On souligne plutôt que les fuites des dernières
semaines ont plutôt mis en lumière le
manque d’appui de M. MacKay. On se demande si, dans
le fond, il sera capable de livrer la marchandise
et, par conséquent, si on ne perd pas son temps
avec ces discussions.
Un fruit encore vert
Cet effort de rapprochement entre les deux partis,
le plus sérieux depuis longtemps, est la dernière
chance qu’ont les deux partis de s’entendre avant
les élections. L’affaire est toutefois loin
d’être dans le sac. Si ces pourparlers aboutissent,
les deux chefs devront ensuite obtenir l’appui de
leur caucus et de leur parti, ce qui n’est pas assuré.

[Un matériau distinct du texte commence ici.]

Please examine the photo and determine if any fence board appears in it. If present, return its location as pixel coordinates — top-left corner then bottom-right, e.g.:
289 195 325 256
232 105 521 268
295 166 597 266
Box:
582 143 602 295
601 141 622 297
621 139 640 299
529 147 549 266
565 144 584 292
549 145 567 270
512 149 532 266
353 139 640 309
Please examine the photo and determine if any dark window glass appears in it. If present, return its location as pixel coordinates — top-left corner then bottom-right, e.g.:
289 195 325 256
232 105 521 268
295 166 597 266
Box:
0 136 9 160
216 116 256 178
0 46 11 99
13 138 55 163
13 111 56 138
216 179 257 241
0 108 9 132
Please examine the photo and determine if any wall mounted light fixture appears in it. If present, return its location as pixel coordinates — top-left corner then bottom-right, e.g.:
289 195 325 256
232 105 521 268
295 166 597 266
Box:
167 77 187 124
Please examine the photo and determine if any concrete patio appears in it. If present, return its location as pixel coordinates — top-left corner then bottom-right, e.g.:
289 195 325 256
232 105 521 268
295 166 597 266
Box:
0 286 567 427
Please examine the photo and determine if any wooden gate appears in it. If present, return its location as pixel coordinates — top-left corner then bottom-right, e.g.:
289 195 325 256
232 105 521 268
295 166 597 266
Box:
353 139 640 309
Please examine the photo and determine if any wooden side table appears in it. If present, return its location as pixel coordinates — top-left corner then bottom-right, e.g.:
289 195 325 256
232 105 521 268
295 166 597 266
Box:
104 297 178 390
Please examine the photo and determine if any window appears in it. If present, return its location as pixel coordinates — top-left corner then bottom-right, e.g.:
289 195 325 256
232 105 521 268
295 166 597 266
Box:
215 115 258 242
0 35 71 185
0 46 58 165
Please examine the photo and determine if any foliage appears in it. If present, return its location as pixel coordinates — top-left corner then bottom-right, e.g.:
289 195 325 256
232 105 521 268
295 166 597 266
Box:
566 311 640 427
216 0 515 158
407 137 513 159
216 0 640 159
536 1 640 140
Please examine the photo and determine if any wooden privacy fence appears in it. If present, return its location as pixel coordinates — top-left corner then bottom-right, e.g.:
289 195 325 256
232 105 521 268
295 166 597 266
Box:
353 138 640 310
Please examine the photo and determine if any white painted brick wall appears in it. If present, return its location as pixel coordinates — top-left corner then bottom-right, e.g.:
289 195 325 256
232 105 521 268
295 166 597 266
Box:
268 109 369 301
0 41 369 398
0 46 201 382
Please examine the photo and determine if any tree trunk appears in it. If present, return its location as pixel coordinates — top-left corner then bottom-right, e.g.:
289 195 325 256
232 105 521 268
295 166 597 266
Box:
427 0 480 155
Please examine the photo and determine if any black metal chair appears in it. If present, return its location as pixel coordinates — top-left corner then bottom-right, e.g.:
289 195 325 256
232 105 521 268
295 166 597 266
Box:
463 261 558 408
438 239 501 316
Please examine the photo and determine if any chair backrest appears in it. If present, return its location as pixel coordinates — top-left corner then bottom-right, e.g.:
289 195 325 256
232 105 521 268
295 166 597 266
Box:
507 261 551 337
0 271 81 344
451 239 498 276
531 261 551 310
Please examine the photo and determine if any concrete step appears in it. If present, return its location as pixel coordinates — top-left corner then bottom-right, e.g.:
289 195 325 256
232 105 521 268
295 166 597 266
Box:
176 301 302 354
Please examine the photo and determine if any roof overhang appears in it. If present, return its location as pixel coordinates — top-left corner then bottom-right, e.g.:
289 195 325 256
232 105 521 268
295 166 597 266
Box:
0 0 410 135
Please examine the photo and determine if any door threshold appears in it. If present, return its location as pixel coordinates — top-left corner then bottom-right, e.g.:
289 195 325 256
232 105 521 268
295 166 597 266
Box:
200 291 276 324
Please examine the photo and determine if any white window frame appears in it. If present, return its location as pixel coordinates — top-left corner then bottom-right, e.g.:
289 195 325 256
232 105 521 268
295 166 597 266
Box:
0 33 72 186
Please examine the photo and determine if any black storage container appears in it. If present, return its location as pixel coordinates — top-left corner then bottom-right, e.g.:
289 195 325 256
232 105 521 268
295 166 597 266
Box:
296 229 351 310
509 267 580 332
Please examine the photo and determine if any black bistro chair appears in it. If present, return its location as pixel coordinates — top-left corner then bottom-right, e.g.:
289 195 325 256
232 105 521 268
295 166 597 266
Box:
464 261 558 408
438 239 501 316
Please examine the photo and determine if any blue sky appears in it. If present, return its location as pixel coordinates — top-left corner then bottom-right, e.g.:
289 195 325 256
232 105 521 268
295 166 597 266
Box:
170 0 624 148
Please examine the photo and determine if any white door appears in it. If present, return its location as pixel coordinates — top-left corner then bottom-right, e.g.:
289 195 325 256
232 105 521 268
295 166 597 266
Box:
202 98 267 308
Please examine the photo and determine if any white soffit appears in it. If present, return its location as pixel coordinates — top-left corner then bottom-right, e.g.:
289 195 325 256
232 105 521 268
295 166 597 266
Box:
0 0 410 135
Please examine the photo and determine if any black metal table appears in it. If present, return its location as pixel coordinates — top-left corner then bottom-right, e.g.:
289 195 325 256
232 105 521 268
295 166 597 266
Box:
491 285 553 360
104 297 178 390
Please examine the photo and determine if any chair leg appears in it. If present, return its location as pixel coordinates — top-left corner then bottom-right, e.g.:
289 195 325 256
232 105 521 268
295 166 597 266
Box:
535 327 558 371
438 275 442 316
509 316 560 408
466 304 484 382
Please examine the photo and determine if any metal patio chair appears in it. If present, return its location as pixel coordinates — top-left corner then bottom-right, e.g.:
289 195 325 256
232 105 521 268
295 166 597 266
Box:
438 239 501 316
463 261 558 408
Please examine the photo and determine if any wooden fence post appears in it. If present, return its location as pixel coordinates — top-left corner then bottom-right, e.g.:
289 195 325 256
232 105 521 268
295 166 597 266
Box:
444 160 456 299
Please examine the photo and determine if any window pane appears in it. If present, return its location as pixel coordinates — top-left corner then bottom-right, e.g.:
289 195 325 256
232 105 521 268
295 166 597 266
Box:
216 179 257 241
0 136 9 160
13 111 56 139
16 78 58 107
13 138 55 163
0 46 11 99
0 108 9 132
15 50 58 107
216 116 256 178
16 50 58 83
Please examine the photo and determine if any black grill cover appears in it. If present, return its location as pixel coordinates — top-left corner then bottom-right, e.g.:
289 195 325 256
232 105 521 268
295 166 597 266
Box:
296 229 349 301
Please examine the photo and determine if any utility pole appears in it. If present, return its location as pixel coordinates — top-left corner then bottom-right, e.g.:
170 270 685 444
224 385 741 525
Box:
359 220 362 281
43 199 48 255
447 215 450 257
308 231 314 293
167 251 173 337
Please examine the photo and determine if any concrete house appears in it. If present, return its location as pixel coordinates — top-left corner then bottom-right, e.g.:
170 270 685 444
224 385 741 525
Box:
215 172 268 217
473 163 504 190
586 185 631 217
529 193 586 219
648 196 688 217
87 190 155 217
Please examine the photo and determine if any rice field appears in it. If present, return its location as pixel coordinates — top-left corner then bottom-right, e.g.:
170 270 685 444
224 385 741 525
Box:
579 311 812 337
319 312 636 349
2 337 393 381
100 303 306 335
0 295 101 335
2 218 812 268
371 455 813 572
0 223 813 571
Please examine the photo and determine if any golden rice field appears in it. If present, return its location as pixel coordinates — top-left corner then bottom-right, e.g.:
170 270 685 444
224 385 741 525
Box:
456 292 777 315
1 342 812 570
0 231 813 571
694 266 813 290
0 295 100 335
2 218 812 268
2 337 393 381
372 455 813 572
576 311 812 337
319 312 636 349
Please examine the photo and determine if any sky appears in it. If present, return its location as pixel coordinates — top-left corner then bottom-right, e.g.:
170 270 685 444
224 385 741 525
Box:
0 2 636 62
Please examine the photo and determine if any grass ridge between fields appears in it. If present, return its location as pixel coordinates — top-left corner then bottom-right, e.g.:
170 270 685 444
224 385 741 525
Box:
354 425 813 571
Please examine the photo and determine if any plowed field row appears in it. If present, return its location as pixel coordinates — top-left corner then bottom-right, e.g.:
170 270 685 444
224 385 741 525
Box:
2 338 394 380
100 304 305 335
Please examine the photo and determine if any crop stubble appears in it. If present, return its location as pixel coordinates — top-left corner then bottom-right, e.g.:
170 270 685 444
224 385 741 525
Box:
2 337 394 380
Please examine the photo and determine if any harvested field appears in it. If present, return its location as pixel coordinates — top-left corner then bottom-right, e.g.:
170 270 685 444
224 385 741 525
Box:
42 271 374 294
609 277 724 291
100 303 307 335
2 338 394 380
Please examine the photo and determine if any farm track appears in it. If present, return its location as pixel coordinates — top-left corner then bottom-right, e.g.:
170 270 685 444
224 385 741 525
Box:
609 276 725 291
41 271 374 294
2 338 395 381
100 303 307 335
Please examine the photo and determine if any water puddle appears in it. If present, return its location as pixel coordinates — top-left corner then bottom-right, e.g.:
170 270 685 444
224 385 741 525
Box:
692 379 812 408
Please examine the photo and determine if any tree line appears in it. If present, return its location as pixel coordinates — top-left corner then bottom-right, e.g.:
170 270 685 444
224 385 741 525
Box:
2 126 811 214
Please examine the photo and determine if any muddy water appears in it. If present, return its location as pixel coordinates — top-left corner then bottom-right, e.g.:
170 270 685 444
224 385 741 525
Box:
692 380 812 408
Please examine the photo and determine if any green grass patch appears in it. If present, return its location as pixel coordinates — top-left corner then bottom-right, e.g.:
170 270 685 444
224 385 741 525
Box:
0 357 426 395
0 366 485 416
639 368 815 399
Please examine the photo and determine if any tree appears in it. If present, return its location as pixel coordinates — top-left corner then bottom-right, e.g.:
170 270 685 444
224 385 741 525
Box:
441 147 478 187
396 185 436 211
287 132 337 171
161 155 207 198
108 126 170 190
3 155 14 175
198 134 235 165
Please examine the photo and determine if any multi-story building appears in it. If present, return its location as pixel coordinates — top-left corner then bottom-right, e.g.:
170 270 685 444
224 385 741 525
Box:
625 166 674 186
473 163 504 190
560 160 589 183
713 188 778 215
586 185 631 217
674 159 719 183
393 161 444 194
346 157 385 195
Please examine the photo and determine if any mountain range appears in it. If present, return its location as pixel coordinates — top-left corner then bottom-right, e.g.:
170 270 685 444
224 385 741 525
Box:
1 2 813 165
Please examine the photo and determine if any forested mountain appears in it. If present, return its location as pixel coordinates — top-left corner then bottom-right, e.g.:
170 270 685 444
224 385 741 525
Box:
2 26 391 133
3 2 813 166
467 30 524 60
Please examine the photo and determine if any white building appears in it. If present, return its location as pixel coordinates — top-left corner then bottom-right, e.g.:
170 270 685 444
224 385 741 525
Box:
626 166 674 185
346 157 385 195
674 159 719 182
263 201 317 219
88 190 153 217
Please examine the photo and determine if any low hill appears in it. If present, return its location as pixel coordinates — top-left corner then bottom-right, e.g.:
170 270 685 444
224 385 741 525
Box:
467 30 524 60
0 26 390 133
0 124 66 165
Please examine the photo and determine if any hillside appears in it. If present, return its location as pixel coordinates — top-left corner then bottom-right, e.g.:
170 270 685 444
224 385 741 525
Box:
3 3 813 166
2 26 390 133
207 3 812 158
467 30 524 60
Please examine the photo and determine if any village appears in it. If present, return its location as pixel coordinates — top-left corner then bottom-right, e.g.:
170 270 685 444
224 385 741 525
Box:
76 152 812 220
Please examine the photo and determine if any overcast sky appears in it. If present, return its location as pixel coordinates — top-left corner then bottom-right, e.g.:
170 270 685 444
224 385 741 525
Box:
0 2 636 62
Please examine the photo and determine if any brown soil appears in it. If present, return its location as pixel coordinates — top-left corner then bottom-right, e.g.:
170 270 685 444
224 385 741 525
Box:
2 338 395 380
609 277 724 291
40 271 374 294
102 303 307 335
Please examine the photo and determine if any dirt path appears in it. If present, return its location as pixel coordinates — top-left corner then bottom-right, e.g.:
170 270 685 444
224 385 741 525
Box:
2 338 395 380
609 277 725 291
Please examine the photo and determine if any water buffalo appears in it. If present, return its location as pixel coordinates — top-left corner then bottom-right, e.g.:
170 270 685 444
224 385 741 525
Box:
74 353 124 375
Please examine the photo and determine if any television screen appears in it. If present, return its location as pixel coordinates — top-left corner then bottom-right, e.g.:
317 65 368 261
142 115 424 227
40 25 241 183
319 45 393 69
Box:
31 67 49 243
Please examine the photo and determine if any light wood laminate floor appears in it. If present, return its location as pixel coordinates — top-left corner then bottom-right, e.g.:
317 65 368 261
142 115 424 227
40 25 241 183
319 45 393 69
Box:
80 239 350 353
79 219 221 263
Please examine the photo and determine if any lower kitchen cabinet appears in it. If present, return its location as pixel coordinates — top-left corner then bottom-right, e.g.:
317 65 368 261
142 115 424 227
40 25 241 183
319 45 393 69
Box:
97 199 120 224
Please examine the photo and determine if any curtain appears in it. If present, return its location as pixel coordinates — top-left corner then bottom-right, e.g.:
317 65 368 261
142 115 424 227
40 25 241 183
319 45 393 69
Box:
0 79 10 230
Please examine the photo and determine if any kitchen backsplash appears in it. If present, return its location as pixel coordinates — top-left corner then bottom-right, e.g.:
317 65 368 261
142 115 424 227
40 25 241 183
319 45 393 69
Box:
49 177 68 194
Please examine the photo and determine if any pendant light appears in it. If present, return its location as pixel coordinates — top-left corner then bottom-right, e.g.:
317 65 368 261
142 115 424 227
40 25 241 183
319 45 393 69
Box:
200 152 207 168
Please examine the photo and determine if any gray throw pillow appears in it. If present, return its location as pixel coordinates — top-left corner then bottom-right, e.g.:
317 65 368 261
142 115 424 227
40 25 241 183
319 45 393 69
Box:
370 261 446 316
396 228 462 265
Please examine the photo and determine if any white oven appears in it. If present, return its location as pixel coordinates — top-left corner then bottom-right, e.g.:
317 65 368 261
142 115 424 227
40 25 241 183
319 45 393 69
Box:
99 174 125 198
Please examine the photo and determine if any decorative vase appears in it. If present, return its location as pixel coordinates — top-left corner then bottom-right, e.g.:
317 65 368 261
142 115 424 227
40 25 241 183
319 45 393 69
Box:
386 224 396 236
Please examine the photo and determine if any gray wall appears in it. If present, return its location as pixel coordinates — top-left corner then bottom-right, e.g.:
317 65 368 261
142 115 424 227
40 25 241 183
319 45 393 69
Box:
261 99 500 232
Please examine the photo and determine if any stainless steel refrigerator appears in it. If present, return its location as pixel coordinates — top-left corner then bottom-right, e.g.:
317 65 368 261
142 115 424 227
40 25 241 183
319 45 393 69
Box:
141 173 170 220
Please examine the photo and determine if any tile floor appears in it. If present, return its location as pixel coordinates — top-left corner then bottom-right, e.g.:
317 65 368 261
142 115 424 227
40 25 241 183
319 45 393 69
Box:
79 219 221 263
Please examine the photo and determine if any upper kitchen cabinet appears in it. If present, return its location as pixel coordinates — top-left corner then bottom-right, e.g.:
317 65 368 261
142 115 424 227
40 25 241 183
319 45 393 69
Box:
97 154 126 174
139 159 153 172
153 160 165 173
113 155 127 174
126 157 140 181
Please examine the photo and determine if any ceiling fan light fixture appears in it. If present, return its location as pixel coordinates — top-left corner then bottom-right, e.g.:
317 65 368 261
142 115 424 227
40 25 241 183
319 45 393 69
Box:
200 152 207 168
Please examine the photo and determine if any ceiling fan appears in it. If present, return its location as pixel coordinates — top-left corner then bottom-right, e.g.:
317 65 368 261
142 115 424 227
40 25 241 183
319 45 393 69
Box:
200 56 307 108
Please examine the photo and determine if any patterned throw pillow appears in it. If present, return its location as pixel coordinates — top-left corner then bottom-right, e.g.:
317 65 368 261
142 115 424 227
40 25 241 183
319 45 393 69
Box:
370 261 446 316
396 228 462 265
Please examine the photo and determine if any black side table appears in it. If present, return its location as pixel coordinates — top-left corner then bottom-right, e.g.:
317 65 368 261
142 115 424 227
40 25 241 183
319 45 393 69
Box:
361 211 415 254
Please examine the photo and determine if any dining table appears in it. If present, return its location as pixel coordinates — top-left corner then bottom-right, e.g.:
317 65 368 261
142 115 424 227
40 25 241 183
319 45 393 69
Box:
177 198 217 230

Surtout pour les conservateurs.
Ils ont un obstacle unique à franchir : David
Orchard. «C’est un gaspillage de temps de tenir
ces pourparlers. Il est plus important pour nous de
reconstruire le parti», confiait-il au Devoir
cette semaine. Selon lui, la démarche actuelle
ne sert que les intérêts de l’Alliance.
«Est-ce qu’on pense que ce serait bon pour le
Parti conservateur dans la province de Québec
d’avoir une alliance avec Stephen Harper ? Je pense
que non», ajoute-t-il.
Il dit être «inquiet» et avertit
qu’abandonner le nom du parti ou l’obligation de présenter
des candidats conservateurs dans tous les comtés
équivaudrait à trahir l’entente intervenue
entre lui et
M. MacKay lors du congrès au leadership de
mai dernier.
M. Orchard n’a pas parlé à M. MacKay
récemment, seulement à son chef de cabinet.
Il est clair cependant qu’il a son chef à l’oeil
et il tient à rappeler que «le parti
a une constitution et que, pour la changer, il faut
obtenir l’appui des deux tiers des délégués
à une réunion convoquée à
cet effet».
Or les supporteurs de M. Orchard lui sont très
dévoués, et ce, depuis longtemps. Ils
ne se sont rangés derrière M. MacKay
au congrès qu’après avoir pris connaissance
de son entente avec leur candidat.
David Orchard n’a pas mis fin à ses activités
politiques. Son site Internet et les lignes téléphoniques
de sa campagne au leadership fonctionnent toujours.
Il n’en parle pas mais, s’il s’y
met, il peut remobiliser son monde pour le congrès
qui devrait modifier la constitution du PC.